Another advantage of this more inclusive concept over the concept of schizophrenia as a psychotic disorder is that much of what has been recently discovered becomes more comprehensible and easier to integrate into practice. For instance, this model also helps students to distinguish between a dopamine theory of the therapeutic action of antipsychotics in current clinical use and a simplistic dopamine theory of the pathophysiology of schizophrenia, as it is easy to understand that many neurotransmitter systems would be disrupted by early developmental problems (121–124). Additionally, the overwhelming number of reports about different physiological abnormalities linked with schizophrenia per se would be easily integrated.
There are also implications for research. For instance, the evidence for pro-inflammatory states and for the clinical efficacy of anti-inflammatory medications (98–101) is more readily comprehensible with the more inclusive concept, and becomes more plausible as a subject of future research. Other research areas which appear both more plausible and more important than with the older concept include:
given the evidence that schizophrenia and diabetes have shared familial risk, do they have shared genetic risk as well?
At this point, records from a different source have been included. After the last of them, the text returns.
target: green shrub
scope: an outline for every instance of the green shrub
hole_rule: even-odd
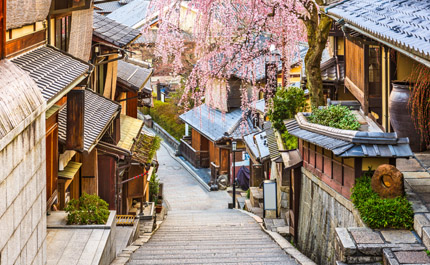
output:
[[[284,120],[292,119],[306,108],[306,98],[303,89],[298,87],[279,88],[273,98],[273,108],[267,113],[273,127],[281,134],[285,148],[296,149],[297,138],[290,135]]]
[[[149,199],[157,204],[158,192],[160,191],[160,180],[156,173],[152,173],[149,179]]]
[[[278,88],[273,97],[273,108],[267,115],[273,127],[280,133],[285,129],[284,120],[292,119],[306,108],[306,98],[303,89],[298,87]]]
[[[97,195],[84,194],[79,200],[70,200],[65,208],[67,224],[105,224],[109,217],[109,205]]]
[[[322,109],[314,108],[308,121],[345,130],[358,130],[360,128],[360,123],[351,110],[341,105],[330,105]]]
[[[152,119],[170,135],[180,140],[185,133],[185,124],[179,119],[181,109],[171,102],[154,100],[154,107],[141,108],[143,114],[151,115]]]
[[[160,136],[156,135],[154,137],[154,140],[152,141],[151,149],[149,150],[148,154],[148,163],[152,162],[152,159],[154,158],[155,154],[157,153],[157,150],[160,149],[161,145],[161,138]]]
[[[405,196],[383,199],[372,190],[371,174],[358,178],[352,189],[351,200],[361,219],[374,229],[413,229],[414,212]]]

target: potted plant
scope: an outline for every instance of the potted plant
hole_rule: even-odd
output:
[[[158,198],[158,193],[160,191],[160,180],[158,179],[157,174],[153,173],[151,178],[149,179],[149,198],[152,202],[154,202],[156,213],[160,213],[162,206],[162,200]]]

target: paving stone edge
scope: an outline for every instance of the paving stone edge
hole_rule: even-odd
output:
[[[316,265],[310,258],[306,257],[303,253],[301,253],[297,248],[295,248],[288,240],[286,240],[283,236],[281,236],[277,232],[272,232],[264,228],[264,221],[259,216],[247,212],[241,209],[235,209],[237,211],[241,211],[244,214],[249,215],[254,218],[254,220],[260,225],[261,230],[263,230],[266,234],[268,234],[288,255],[294,258],[297,263],[302,265]]]

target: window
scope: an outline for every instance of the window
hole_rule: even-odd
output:
[[[55,47],[67,52],[69,49],[72,16],[55,19]]]

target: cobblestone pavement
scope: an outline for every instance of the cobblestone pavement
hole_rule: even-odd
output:
[[[297,264],[253,218],[227,209],[226,192],[204,190],[166,147],[157,156],[168,216],[129,264]]]

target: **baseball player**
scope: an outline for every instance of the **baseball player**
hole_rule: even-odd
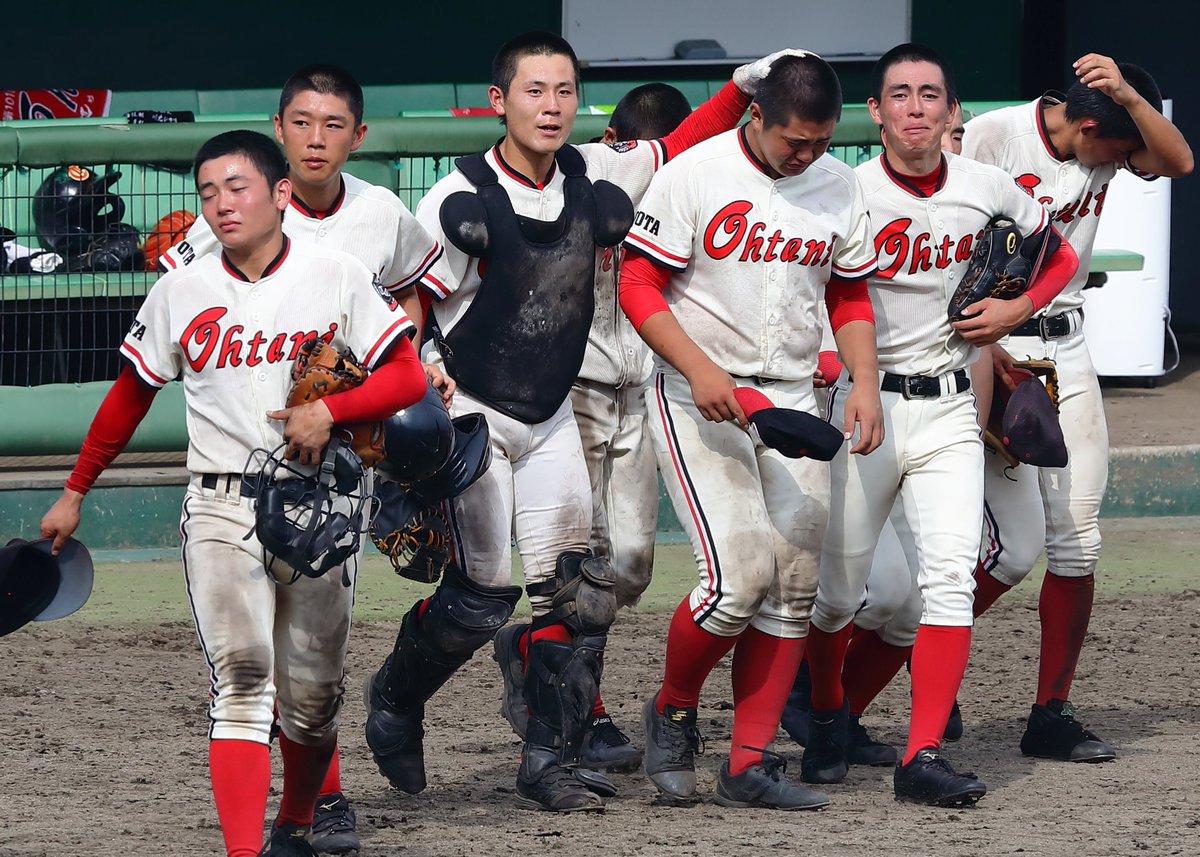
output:
[[[299,244],[354,256],[374,275],[381,294],[395,295],[411,310],[413,287],[418,282],[444,283],[449,270],[441,245],[396,194],[342,172],[366,138],[362,118],[362,87],[344,69],[311,65],[288,78],[275,115],[275,139],[283,145],[292,184],[283,229]],[[219,249],[212,228],[201,218],[183,241],[163,254],[159,267],[175,270]],[[453,382],[436,367],[426,371],[449,398]],[[286,735],[280,738],[287,740]],[[357,850],[355,824],[335,750],[317,800],[311,841],[320,852]]]
[[[647,390],[671,502],[700,574],[667,636],[663,683],[646,701],[646,773],[671,801],[695,798],[697,705],[733,655],[734,725],[715,799],[813,809],[765,748],[800,664],[829,510],[829,468],[785,458],[743,430],[748,394],[818,413],[813,373],[822,299],[847,364],[876,373],[865,279],[870,223],[849,167],[827,149],[841,86],[813,54],[785,57],[750,121],[669,164],[642,200],[626,247],[621,306],[658,355]],[[852,451],[882,440],[879,391],[860,385],[834,425]]]
[[[370,682],[367,743],[402,791],[425,786],[426,700],[521,595],[510,584],[515,536],[534,617],[517,793],[555,811],[601,808],[587,783],[613,793],[578,767],[616,609],[615,573],[588,550],[591,490],[569,400],[592,322],[596,248],[624,237],[629,197],[665,160],[737,121],[769,60],[739,68],[736,84],[662,140],[574,147],[574,51],[551,34],[517,37],[497,54],[488,91],[504,138],[460,159],[418,206],[452,271],[443,287],[425,287],[435,300],[425,351],[458,384],[452,412],[486,415],[492,463],[453,501],[457,565],[405,617]]]
[[[1003,171],[943,154],[955,100],[951,70],[927,47],[897,46],[875,65],[867,106],[883,129],[884,153],[855,172],[879,254],[870,291],[883,371],[879,380],[853,371],[853,380],[840,378],[832,421],[841,419],[848,393],[879,384],[885,440],[874,455],[839,454],[833,461],[808,644],[810,734],[801,762],[807,782],[846,775],[843,661],[876,541],[899,497],[907,526],[897,534],[911,541],[905,551],[919,562],[924,610],[912,652],[908,746],[894,788],[899,799],[948,806],[973,803],[986,791],[938,753],[970,646],[975,516],[983,510],[983,445],[966,370],[978,344],[999,339],[1044,306],[1076,266],[1045,213]],[[1018,225],[1030,253],[1045,246],[1048,260],[1027,295],[980,301],[952,325],[950,295],[974,242],[1000,214]]]
[[[1117,170],[1124,166],[1147,179],[1178,177],[1192,171],[1193,161],[1183,135],[1162,115],[1162,98],[1146,71],[1094,53],[1076,60],[1074,69],[1077,80],[1065,96],[1050,92],[969,122],[963,154],[1013,176],[1080,258],[1067,288],[992,349],[998,366],[1009,355],[1055,362],[1068,463],[1005,472],[999,457],[989,456],[975,615],[1029,573],[1042,549],[1041,539],[1029,536],[1044,530],[1048,573],[1038,605],[1041,660],[1021,752],[1085,762],[1116,753],[1075,720],[1068,701],[1092,612],[1100,503],[1108,480],[1108,432],[1083,338],[1082,289]]]
[[[679,127],[692,107],[682,92],[665,83],[631,89],[617,103],[603,136],[617,149],[635,140],[657,140]],[[658,521],[658,470],[650,448],[644,387],[650,352],[617,305],[619,248],[596,257],[596,309],[588,331],[571,406],[592,485],[589,548],[607,556],[617,575],[617,607],[636,604],[650,585]],[[522,738],[528,722],[524,704],[524,653],[530,625],[509,625],[496,635],[496,660],[504,670],[502,712]],[[508,656],[516,651],[520,659]],[[614,722],[597,695],[584,739],[582,764],[599,771],[631,771],[642,753]]]
[[[962,152],[962,117],[962,105],[955,102],[942,134],[943,151],[955,155]],[[842,374],[843,367],[835,347],[833,338],[828,335],[821,343],[821,359],[813,379],[818,388],[831,387]],[[975,395],[982,425],[991,402],[991,362],[976,360],[971,364],[970,373],[971,392]],[[854,614],[854,631],[846,647],[842,689],[850,715],[846,734],[846,762],[850,765],[891,767],[898,758],[894,747],[871,737],[861,718],[867,706],[908,662],[924,609],[921,591],[916,585],[919,563],[904,550],[905,544],[912,545],[912,539],[901,541],[896,534],[897,527],[904,529],[906,526],[904,504],[897,498],[879,534],[863,603]],[[905,569],[910,572],[907,576],[903,573]],[[788,695],[782,720],[784,729],[801,745],[808,743],[811,694],[808,667],[802,664],[792,693]],[[962,718],[956,702],[942,737],[957,741],[961,736]]]
[[[242,471],[253,450],[283,441],[302,463],[317,463],[334,423],[391,415],[420,399],[426,382],[406,336],[412,322],[379,299],[371,272],[283,233],[291,183],[272,140],[218,135],[200,148],[194,175],[222,252],[151,288],[121,345],[129,365],[42,533],[57,546],[76,529],[96,477],[157,390],[182,375],[192,471],[180,522],[184,576],[212,679],[209,760],[226,853],[260,853],[277,704],[283,797],[261,853],[311,855],[305,836],[334,749],[353,587],[339,569],[291,585],[267,572],[262,546],[246,535],[254,489]],[[299,346],[318,337],[362,355],[374,372],[356,390],[280,410]]]

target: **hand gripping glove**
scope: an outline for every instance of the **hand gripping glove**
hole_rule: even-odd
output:
[[[342,354],[323,339],[309,340],[300,346],[292,364],[292,389],[286,405],[294,408],[352,390],[369,374],[352,352]],[[335,430],[349,438],[363,467],[374,467],[383,459],[383,423],[348,423]]]

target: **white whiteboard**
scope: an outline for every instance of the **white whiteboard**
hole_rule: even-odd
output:
[[[714,39],[729,59],[798,47],[875,59],[907,42],[910,0],[563,0],[563,36],[581,62],[674,60],[684,39]],[[681,60],[674,60],[682,62]]]

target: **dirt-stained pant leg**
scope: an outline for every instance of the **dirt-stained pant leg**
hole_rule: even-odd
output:
[[[875,555],[871,557],[871,573],[867,577],[862,607],[854,614],[854,624],[860,628],[868,631],[883,628],[911,599],[916,572],[911,569],[904,544],[897,534],[898,529],[907,528],[904,508],[900,499],[896,498],[879,533]],[[915,557],[912,559],[915,562]],[[920,600],[920,595],[917,600]],[[920,615],[920,610],[917,614]]]
[[[1008,467],[995,453],[984,454],[983,541],[979,562],[1007,586],[1016,586],[1042,555],[1046,516],[1038,468]]]
[[[636,604],[650,585],[658,524],[645,389],[578,381],[571,401],[592,484],[591,548],[617,572],[618,605]]]
[[[817,412],[810,382],[743,381],[741,386],[761,390],[777,407]],[[787,458],[761,444],[755,451],[776,574],[750,624],[773,637],[806,637],[829,522],[829,463]]]
[[[462,391],[451,410],[454,416],[484,414],[492,443],[491,466],[452,504],[463,570],[484,586],[509,585],[515,537],[526,585],[549,580],[560,554],[586,550],[592,523],[591,487],[570,400],[533,425]],[[548,597],[530,602],[535,616],[550,605]]]
[[[365,546],[365,541],[364,541]],[[354,584],[363,549],[319,578],[279,584],[275,595],[275,684],[279,726],[292,741],[315,746],[337,735],[345,690],[346,647]]]
[[[754,442],[736,423],[704,419],[674,371],[651,377],[646,402],[658,466],[700,572],[688,599],[692,616],[709,633],[736,636],[775,577]]]

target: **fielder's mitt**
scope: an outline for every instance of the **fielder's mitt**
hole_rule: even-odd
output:
[[[963,310],[985,298],[1010,301],[1029,289],[1032,266],[1021,255],[1021,233],[1007,217],[993,217],[975,245],[962,282],[950,298],[951,321],[962,321]]]
[[[1007,385],[997,381],[992,394],[992,408],[988,413],[987,428],[983,432],[983,442],[1003,458],[1009,467],[1016,467],[1021,463],[1021,459],[1014,454],[1012,434],[1016,422],[1024,417],[1026,421],[1032,420],[1034,423],[1044,425],[1041,426],[1041,431],[1036,432],[1039,437],[1024,439],[1028,441],[1027,443],[1018,440],[1018,450],[1016,451],[1022,451],[1022,447],[1030,447],[1028,450],[1024,450],[1022,456],[1030,464],[1046,461],[1045,466],[1063,466],[1054,463],[1061,458],[1059,447],[1062,440],[1062,430],[1058,426],[1058,371],[1054,368],[1054,361],[1016,360],[1013,361],[1008,376],[1018,388],[1028,382],[1038,383],[1035,379],[1040,379],[1040,383],[1045,387],[1046,398],[1049,399],[1051,408],[1047,411],[1043,406],[1039,411],[1035,404],[1031,414],[1019,413],[1018,411],[1023,407],[1021,399],[1025,397],[1018,399],[1016,392],[1010,393]],[[1015,407],[1014,399],[1018,399]],[[1039,396],[1038,399],[1040,400],[1041,397]],[[1024,406],[1028,407],[1028,403],[1025,403]],[[1065,446],[1062,449],[1065,451]]]
[[[450,524],[440,504],[422,506],[397,482],[380,480],[379,511],[368,533],[401,577],[437,583],[450,562]]]
[[[368,374],[370,371],[352,352],[341,354],[323,339],[309,340],[300,346],[292,365],[292,389],[286,405],[294,408],[352,390]],[[337,426],[336,430],[348,439],[363,467],[374,467],[383,459],[382,423],[350,423]]]

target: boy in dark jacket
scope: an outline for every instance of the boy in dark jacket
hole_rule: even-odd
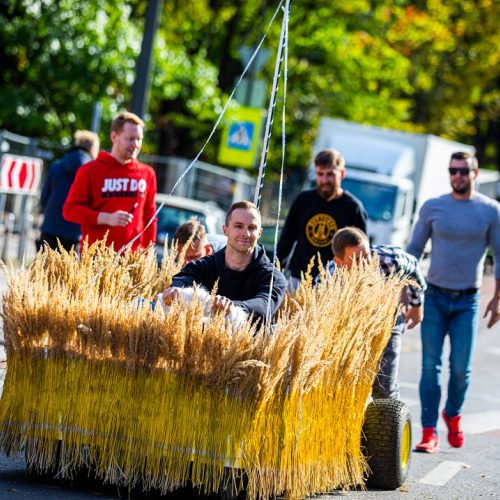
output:
[[[70,250],[80,240],[80,224],[65,220],[62,208],[77,170],[97,156],[99,137],[88,130],[77,130],[74,140],[74,146],[49,167],[40,197],[44,220],[40,239],[36,242],[37,250],[43,244],[56,250],[57,240],[63,248]]]

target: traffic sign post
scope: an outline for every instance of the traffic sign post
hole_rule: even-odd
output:
[[[0,192],[38,194],[42,167],[40,158],[4,154],[0,164]]]
[[[240,106],[222,133],[219,162],[236,167],[253,168],[259,147],[265,111]]]
[[[31,156],[3,154],[0,162],[0,207],[5,209],[7,195],[14,195],[16,201],[21,202],[18,218],[19,246],[17,258],[24,259],[26,242],[32,229],[30,209],[32,199],[40,193],[43,160]],[[20,199],[18,198],[20,196]],[[5,260],[8,250],[8,237],[12,234],[15,223],[14,214],[10,214],[7,232],[4,235],[2,256]],[[12,227],[11,227],[12,226]]]

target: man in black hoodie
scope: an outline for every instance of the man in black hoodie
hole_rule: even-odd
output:
[[[37,250],[45,243],[56,250],[57,240],[63,248],[70,250],[80,240],[80,224],[68,222],[62,216],[62,207],[77,170],[84,164],[94,160],[99,152],[99,137],[89,130],[77,130],[74,135],[74,146],[49,168],[40,205],[44,212],[42,232],[36,242]]]
[[[285,296],[286,279],[257,245],[262,233],[259,210],[249,201],[233,203],[223,230],[227,246],[187,264],[163,292],[163,301],[170,305],[179,294],[178,288],[193,284],[212,290],[218,280],[214,311],[227,314],[234,306],[240,306],[260,321],[266,318],[272,281],[270,314],[274,316]]]

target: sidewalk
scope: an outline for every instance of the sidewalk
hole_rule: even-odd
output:
[[[33,237],[34,232],[31,232],[29,238],[25,241],[24,248],[24,258],[27,261],[30,261],[36,254],[35,247],[35,238]],[[10,262],[19,263],[19,234],[9,234],[8,235],[8,245],[6,256],[4,262],[9,265]],[[4,244],[5,244],[5,234],[0,235],[0,259],[2,259],[2,254],[4,253]]]

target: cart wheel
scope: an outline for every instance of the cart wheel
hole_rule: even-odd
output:
[[[411,414],[395,399],[375,399],[366,409],[362,450],[370,466],[367,485],[399,488],[408,477],[411,458]]]

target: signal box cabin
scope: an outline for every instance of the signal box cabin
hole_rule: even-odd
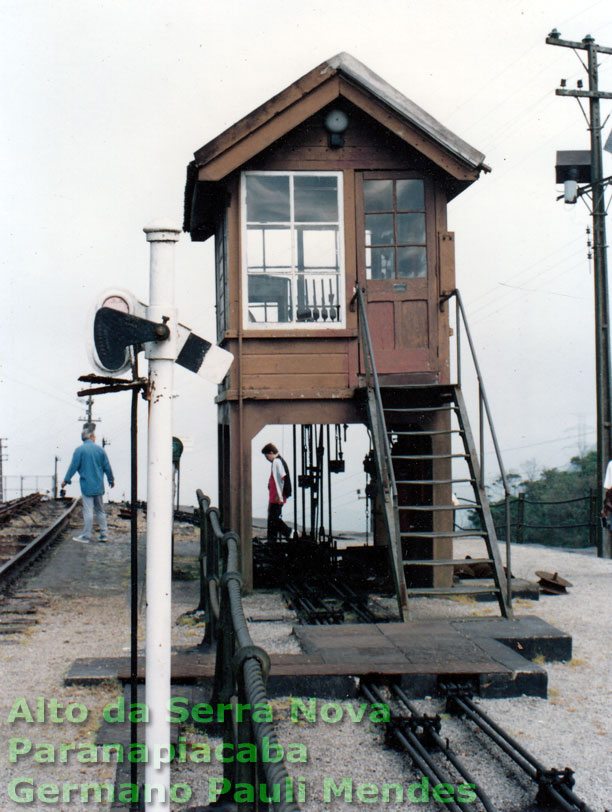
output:
[[[483,159],[345,53],[195,152],[184,228],[215,238],[218,341],[235,356],[217,398],[219,499],[247,586],[251,441],[272,424],[368,425],[400,608],[411,585],[452,581],[433,564],[451,559],[454,527],[446,206]]]

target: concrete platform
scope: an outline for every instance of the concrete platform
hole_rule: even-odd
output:
[[[440,683],[470,683],[484,697],[546,697],[547,675],[530,658],[569,660],[571,638],[537,617],[412,623],[294,626],[302,654],[272,654],[268,693],[274,696],[356,695],[355,678],[399,682],[412,697],[434,696]],[[144,660],[138,676],[144,679]],[[172,682],[212,687],[214,651],[186,649],[172,657]],[[76,660],[66,684],[127,682],[129,658]]]

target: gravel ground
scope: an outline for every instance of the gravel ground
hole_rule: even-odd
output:
[[[476,554],[468,542],[464,554]],[[502,555],[503,550],[501,551]],[[537,615],[573,636],[573,659],[569,663],[546,665],[549,674],[549,698],[520,697],[514,699],[478,700],[485,712],[498,721],[546,767],[575,770],[575,792],[594,812],[612,809],[612,716],[609,711],[612,677],[610,666],[610,607],[612,605],[612,561],[593,555],[561,552],[558,549],[524,545],[513,548],[513,573],[516,577],[536,580],[535,570],[558,571],[572,582],[566,595],[542,596],[539,601],[516,600],[518,615]],[[249,596],[245,614],[254,607],[261,614],[280,612],[282,605],[272,595]],[[493,604],[466,601],[422,600],[415,607],[415,616],[455,616],[496,614]],[[255,641],[268,651],[296,650],[295,641],[286,636],[282,624],[252,623]],[[284,631],[283,631],[284,630]],[[307,698],[304,697],[304,700]],[[326,700],[318,700],[320,708]],[[330,699],[330,702],[337,700]],[[408,788],[420,780],[408,760],[393,750],[382,747],[384,724],[369,719],[355,723],[347,718],[338,724],[319,720],[316,723],[292,722],[290,698],[273,702],[274,718],[281,744],[301,743],[307,751],[305,763],[289,764],[289,772],[305,779],[306,802],[301,808],[309,812],[321,810],[369,809],[371,812],[395,812],[399,809],[440,810],[443,804],[420,800],[420,791],[410,800]],[[437,701],[415,703],[423,711],[443,711]],[[357,708],[358,703],[352,703]],[[446,715],[443,733],[464,760],[474,778],[482,782],[498,812],[529,812],[534,806],[533,784],[514,767],[507,757],[498,755],[488,740],[475,734],[474,728]],[[187,731],[188,741],[206,740],[212,746],[220,740],[204,739]],[[483,753],[487,754],[483,758]],[[493,759],[489,758],[489,753]],[[189,803],[177,805],[188,809],[194,803],[207,802],[208,778],[220,775],[218,764],[184,764],[173,772],[173,781],[184,781],[193,789]],[[352,800],[331,795],[325,800],[324,783],[334,781],[339,786],[344,779],[352,781]],[[382,784],[399,782],[404,787],[404,800],[399,802],[391,792],[390,801],[382,800]],[[457,784],[461,780],[457,777]],[[360,801],[359,784],[374,784],[380,788],[378,800],[372,794]],[[482,809],[474,804],[474,809]]]
[[[126,525],[111,520],[115,533],[115,543],[127,544]],[[72,543],[72,542],[65,542]],[[100,545],[98,548],[104,548]],[[193,569],[195,544],[194,531],[184,527],[178,534],[176,550],[179,563],[185,570]],[[465,548],[470,552],[469,545]],[[462,550],[463,552],[463,550]],[[97,552],[88,551],[92,556]],[[523,743],[545,765],[563,768],[570,766],[576,771],[578,795],[586,801],[594,812],[612,809],[612,716],[609,712],[611,656],[609,651],[610,594],[612,592],[612,562],[589,557],[584,554],[560,552],[525,545],[513,549],[513,572],[516,576],[532,579],[536,569],[558,571],[568,578],[573,587],[564,596],[547,596],[540,601],[519,600],[515,608],[519,614],[535,614],[570,632],[574,638],[574,658],[570,663],[547,665],[549,673],[549,699],[522,697],[511,700],[480,700],[485,711],[512,735]],[[33,577],[33,587],[39,588],[40,579]],[[181,622],[181,616],[194,608],[193,583],[181,582],[175,590],[173,614],[179,622],[173,628],[173,644],[194,645],[202,635],[201,626]],[[85,656],[126,656],[129,651],[129,606],[125,585],[121,590],[97,590],[86,595],[57,595],[45,589],[50,598],[46,607],[39,609],[39,623],[30,631],[21,634],[17,640],[9,642],[0,639],[2,661],[2,714],[0,714],[0,735],[2,753],[0,755],[0,809],[7,812],[16,809],[58,809],[65,812],[87,812],[88,810],[108,809],[104,804],[82,803],[76,798],[69,803],[34,801],[14,803],[7,797],[7,784],[16,777],[24,776],[34,780],[38,786],[44,783],[63,782],[111,782],[114,775],[112,764],[81,763],[74,752],[67,753],[66,763],[60,762],[60,743],[91,743],[100,721],[102,708],[118,695],[117,685],[109,683],[95,688],[65,687],[63,678],[75,657]],[[75,592],[78,589],[75,587]],[[197,599],[195,601],[197,603]],[[418,614],[422,615],[434,608],[445,613],[450,611],[464,614],[467,609],[476,614],[489,613],[491,607],[483,604],[467,606],[465,602],[429,601],[421,602]],[[250,624],[254,641],[270,652],[296,652],[299,647],[291,634],[291,613],[284,607],[276,594],[257,594],[245,599],[245,614],[253,618]],[[258,617],[282,616],[285,622],[257,622]],[[45,721],[9,722],[11,708],[18,698],[23,697],[36,716],[38,697],[54,698],[63,708],[69,703],[82,703],[88,711],[87,719],[80,723],[70,721],[49,721],[49,704],[46,706]],[[335,701],[335,700],[330,700]],[[296,744],[301,744],[306,752],[306,761],[290,764],[290,773],[302,776],[306,786],[304,810],[341,810],[368,808],[378,810],[408,809],[411,806],[426,812],[444,808],[440,803],[425,803],[404,797],[402,802],[373,800],[360,801],[357,786],[371,783],[399,782],[404,790],[417,782],[418,775],[407,760],[392,750],[381,747],[384,724],[366,718],[361,723],[346,717],[338,724],[323,721],[309,723],[292,722],[290,719],[290,698],[275,700],[274,716],[278,723],[278,736],[285,749],[291,745],[297,754]],[[320,707],[325,700],[319,700]],[[419,703],[431,710],[438,707],[434,702]],[[353,707],[357,707],[353,703]],[[438,707],[439,709],[439,707]],[[63,710],[59,712],[62,717]],[[505,760],[498,760],[491,770],[483,774],[482,751],[488,745],[481,739],[468,736],[466,727],[452,719],[445,718],[444,735],[451,739],[456,751],[465,755],[466,763],[474,776],[483,778],[490,796],[499,812],[528,812],[531,809],[534,792],[517,777],[516,772]],[[186,741],[218,743],[213,737],[192,727],[181,729]],[[10,763],[8,742],[10,738],[30,739],[32,751],[23,755],[17,763]],[[33,759],[35,745],[48,742],[52,748],[39,748],[39,762]],[[48,761],[43,762],[42,759]],[[173,769],[172,781],[185,782],[192,787],[193,795],[189,803],[173,805],[176,810],[186,810],[196,804],[208,802],[208,778],[221,774],[221,765],[193,764],[186,762]],[[324,780],[333,780],[337,785],[344,779],[352,780],[352,801],[333,798],[326,802],[323,797]],[[348,781],[347,781],[348,783]],[[479,809],[475,805],[475,809]]]

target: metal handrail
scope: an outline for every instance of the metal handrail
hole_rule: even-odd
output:
[[[366,306],[363,298],[363,291],[359,286],[357,286],[355,289],[355,298],[357,299],[358,303],[359,338],[363,351],[366,384],[368,388],[374,392],[374,402],[376,406],[375,409],[370,409],[370,417],[373,423],[372,431],[375,434],[374,449],[376,453],[376,466],[377,469],[379,469],[378,474],[382,487],[385,494],[390,497],[391,502],[392,515],[390,515],[388,508],[385,507],[385,519],[387,522],[387,530],[389,532],[389,557],[391,559],[393,580],[395,582],[400,617],[402,620],[407,620],[408,602],[406,582],[404,580],[404,564],[402,560],[403,557],[401,554],[401,547],[399,551],[397,549],[400,538],[397,484],[395,482],[395,473],[393,471],[391,448],[388,442],[389,435],[387,433],[382,395],[380,392],[380,385],[378,383],[376,363],[374,361],[374,349],[372,347],[370,328],[368,327]]]
[[[361,346],[364,350],[363,360],[365,363],[366,383],[371,382],[372,388],[374,389],[374,396],[376,398],[376,419],[378,420],[379,430],[382,431],[383,437],[387,437],[387,424],[385,422],[382,395],[380,393],[378,374],[376,372],[376,364],[374,362],[374,349],[372,347],[372,337],[370,336],[370,328],[368,326],[368,319],[366,316],[363,291],[360,287],[358,287],[355,293],[359,305],[359,331],[362,334]],[[391,451],[389,450],[389,444],[383,443],[382,450],[385,456],[385,468],[387,469],[388,475],[387,487],[389,488],[393,498],[394,505],[397,505],[397,485],[395,483],[395,475],[393,473],[393,463],[391,459]]]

would normalizing adult stem cell signaling have a metabolic or neuropsychiatric therapeutic effect?
can animal models of prenatal stress be used to understand the metabolic problems found in schizophrenia?
Conclusions
If we consider such well-replicated perinatal risk factors for schizophrenia as prenatal stress (125), obstetrical complications, or gestational diabetes in the mother, one would not expect a discrete effect on dopaminergic systems, or even an effect restricted to the brain. In fact, what is found are widespread brain dysfunction and a number of abnormalities in the periphery. A more inclusive model as presented above does not imply that psychotic symptoms are unimportant. Hallucinations, delusions, and disorganization can torment patients and ravage their lives. Furthermore, much of the research on other symptom domains in schizophrenia and the development of strong psychological interventions have been possible because effective antipsychotic drugs are in use. However, because schizophrenia is associated with many causes of both suffering and impairment, we should instill in students the habit of considering targets for treatment in addition to psychotic symptoms, and discuss these problems with patients and family members. Clinicians should also teach students, patients, and family members that some of the problems associated with schizophrenia lie outside the brain. If we continue to focus primarily on psychotic symptoms, students, patients, family members and policy makers will overlook or fail to discuss the other serious problems their patients have and, as a consequence, our patients will endure avoidable suffering.